ECLI:NL:RBZWB:2025:6038 - Bewijslast bij naheffing overdrachtsbelasting wegens te lage waardering onroerende zaak - 12 september 2025
Uitspraak
Essentie
De rechtbank oordeelt dat de bewijslast voor een hogere waarde in het economische verkeer dan de koopsom op de inspecteur rust. De inspecteur slaagt hierin door een taxatierapport te overleggen, terwijl het rapport van belanghebbende vanwege onjuiste uitgangspunten terzijde wordt geschoven.
Rechtsgebieden
Uitspraak inhoud
RECHTBANK ZEELAND-WEST-BRABANT
Zittingsplaats Breda
Belastingrecht
zaaknummer: BRE 24/4600
[belanghebbende] B.V., gevestigd te [plaats] , belanghebbende
(gemachtigde: mr. J.H.D. Kallen),
en
de inspecteur van de Belastingdienst.
Inleiding
- In deze uitspraak beoordeelt de rechtbank het beroep van belanghebbende tegen de uitspraak op bezwaar van de inspecteur van 27 maart 2024.

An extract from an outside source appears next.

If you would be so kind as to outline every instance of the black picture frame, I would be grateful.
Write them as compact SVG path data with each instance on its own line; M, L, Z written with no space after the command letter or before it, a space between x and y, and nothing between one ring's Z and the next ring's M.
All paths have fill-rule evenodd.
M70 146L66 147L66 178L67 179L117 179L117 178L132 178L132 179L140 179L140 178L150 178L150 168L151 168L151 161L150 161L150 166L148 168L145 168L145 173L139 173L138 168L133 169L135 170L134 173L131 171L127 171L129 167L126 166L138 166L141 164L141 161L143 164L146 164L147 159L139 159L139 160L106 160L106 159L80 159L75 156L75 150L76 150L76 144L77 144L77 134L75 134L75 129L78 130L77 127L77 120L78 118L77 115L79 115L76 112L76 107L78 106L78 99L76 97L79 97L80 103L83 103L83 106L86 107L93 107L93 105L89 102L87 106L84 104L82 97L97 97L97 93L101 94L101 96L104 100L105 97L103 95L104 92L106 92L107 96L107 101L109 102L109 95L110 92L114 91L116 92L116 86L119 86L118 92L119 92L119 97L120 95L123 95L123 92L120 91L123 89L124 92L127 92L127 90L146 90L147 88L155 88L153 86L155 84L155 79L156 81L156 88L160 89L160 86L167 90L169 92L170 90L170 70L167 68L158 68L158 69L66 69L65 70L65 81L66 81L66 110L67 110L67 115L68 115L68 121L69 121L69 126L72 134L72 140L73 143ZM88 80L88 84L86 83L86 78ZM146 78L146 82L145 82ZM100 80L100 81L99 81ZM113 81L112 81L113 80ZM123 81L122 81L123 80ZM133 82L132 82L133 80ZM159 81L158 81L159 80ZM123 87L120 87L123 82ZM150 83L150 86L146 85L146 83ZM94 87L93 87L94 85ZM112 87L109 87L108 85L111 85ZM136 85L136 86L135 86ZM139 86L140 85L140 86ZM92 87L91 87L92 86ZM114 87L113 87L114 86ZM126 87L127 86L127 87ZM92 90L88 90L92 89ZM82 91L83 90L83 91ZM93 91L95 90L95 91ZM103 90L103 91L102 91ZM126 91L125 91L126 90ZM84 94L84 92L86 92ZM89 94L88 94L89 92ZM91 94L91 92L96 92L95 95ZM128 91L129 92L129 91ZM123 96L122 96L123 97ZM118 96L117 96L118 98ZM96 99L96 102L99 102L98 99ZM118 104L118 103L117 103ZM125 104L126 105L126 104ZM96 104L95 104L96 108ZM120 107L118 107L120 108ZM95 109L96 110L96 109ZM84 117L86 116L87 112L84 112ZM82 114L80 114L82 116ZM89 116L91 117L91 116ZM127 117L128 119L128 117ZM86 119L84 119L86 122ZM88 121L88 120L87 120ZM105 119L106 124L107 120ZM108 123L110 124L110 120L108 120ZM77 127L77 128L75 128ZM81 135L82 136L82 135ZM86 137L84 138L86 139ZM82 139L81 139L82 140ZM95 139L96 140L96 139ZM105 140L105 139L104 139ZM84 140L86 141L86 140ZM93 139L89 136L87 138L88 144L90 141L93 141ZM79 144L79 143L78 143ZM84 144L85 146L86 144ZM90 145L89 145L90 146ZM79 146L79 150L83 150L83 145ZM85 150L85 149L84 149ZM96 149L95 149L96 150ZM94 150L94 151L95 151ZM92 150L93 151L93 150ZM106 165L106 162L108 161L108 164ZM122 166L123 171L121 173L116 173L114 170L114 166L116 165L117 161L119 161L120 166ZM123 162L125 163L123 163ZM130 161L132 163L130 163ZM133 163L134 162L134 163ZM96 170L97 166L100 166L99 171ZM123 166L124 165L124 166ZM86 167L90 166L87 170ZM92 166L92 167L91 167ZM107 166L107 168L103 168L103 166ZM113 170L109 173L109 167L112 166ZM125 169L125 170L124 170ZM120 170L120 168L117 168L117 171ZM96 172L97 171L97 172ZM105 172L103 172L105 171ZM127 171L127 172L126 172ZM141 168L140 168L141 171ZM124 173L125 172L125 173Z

1.1. De inspecteur heeft aan belanghebbende een naheffingsaanslag overdrachtsbelasting opgelegd van € 204.000. Bij gelijktijdige beschikking heeft de inspecteur een verzuimboete van € 5.514 opgelegd (de boetebeschikking). Verder heeft de inspecteur bij beschikking belastingrente aan belanghebbende in rekening gebracht van € 24.106 (de belastingrentebeschikking).
1.2. De inspecteur heeft het bezwaar van belanghebbende ongegrond verklaard.
1.3. De inspecteur heeft op het beroep gereageerd met een verweerschrift.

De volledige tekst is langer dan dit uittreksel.